After the riots (3)... in the riot van


    Category
    Voices
    Date
    12 September 2011
    Share

    In the third of our "After the riots" series, Andy Paget, the senior police chaplain to Avon & Somerset Police reflects on the role of a chaplain in the middle of the riots conflict.

    We talk in churches about the need to look outside our immediate concerns and to consider how our ministry makes a difference in the world and chaplaincy is one direct way in which many people get involved.

    Andy’s reflections remind us of the human dimension so often hidden to the scenes we see on our TV screens and pose real opportunities for us as a Christian community as to how we become a community of wholeness with Christ at the centre

    .

    This particular week began when, on my way home from a Sunday service, I spotted a group of firearms officers in full combat gear and a sergeant from the dog section. I parked my car and put on the necessary body armour. The sergeant recognised me and introduced me to the team leader.

    “Are you the hostage negotiator?” he asked.

    “No”, I replied, willing but unqualified. Happily the incident came to a non-violent conclusion.

    As Bristol encountered its riots, I had the privilege of accompanying some of the response teams. I spent much of Tuesday night in a support vehicle with six dogs and seven handlers.

    By Wednesday morning we’d been deployed on a blue light run to Gloucester. Helmets, shields and pads were donned and the chatter faded into silence as we approached our destination. As Gloucester settled down, we were on standby to assist Birmingham, but this was not to be and we returned to Bristol at a more respectable speed.

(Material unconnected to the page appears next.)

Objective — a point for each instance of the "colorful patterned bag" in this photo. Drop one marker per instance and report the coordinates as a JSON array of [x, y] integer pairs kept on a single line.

    Beneath the riot gear, the helmets, the pads, and behind the riot shields are human beings, preoccupied with the current operation, but facing many of the issues and tensions we face: the serious illness of a relative, the untimely death of a young family member, a broken relationship, shrinking finances, an uncertain future. The willingness to share these things during a refreshment break or some other quiet moment highlights for me the special trust we enjoy from people outside our sanctuaries, as we represent the faith communities who nurture and support us.

    On the Saturday night, I was with four response officers looking for a woman who had threatened suicide. We found her distressed but unharmed, and took her to a local station for psychiatric appraisal.

    Early Sunday morning, returning to base, I was told, “It was good to have someone with us who really cares.”

    But don’t be deceived. I find a lot of compassion already there within the police service. Part of our role is to recognise and affirm it.

    The police and police staff who serve and protect our communities live with uncertainty, are often undervalued and are frequently maligned by the press. Let’s pray for them and encourage them, but let’s continue to walk with them through authentic presence ministry.

    Andy Paget

    Senior Chaplain

    Avon & Somerset Police

    Andy Paget is a team member of ISR which has a long history of training and supporting chaplains. Increasingly chaplains are lay volunteers from local churches, wanting to find an opportunity to put their faith to work in the world of work, just being there to support others. ISR has over seventy lay chaplains engaging with workplaces and while most do not experience the sort of drama that Andy Paget is reflecting on, it is the day to day expression of care and concern for others that is the hallmark of the ministry of chaplains.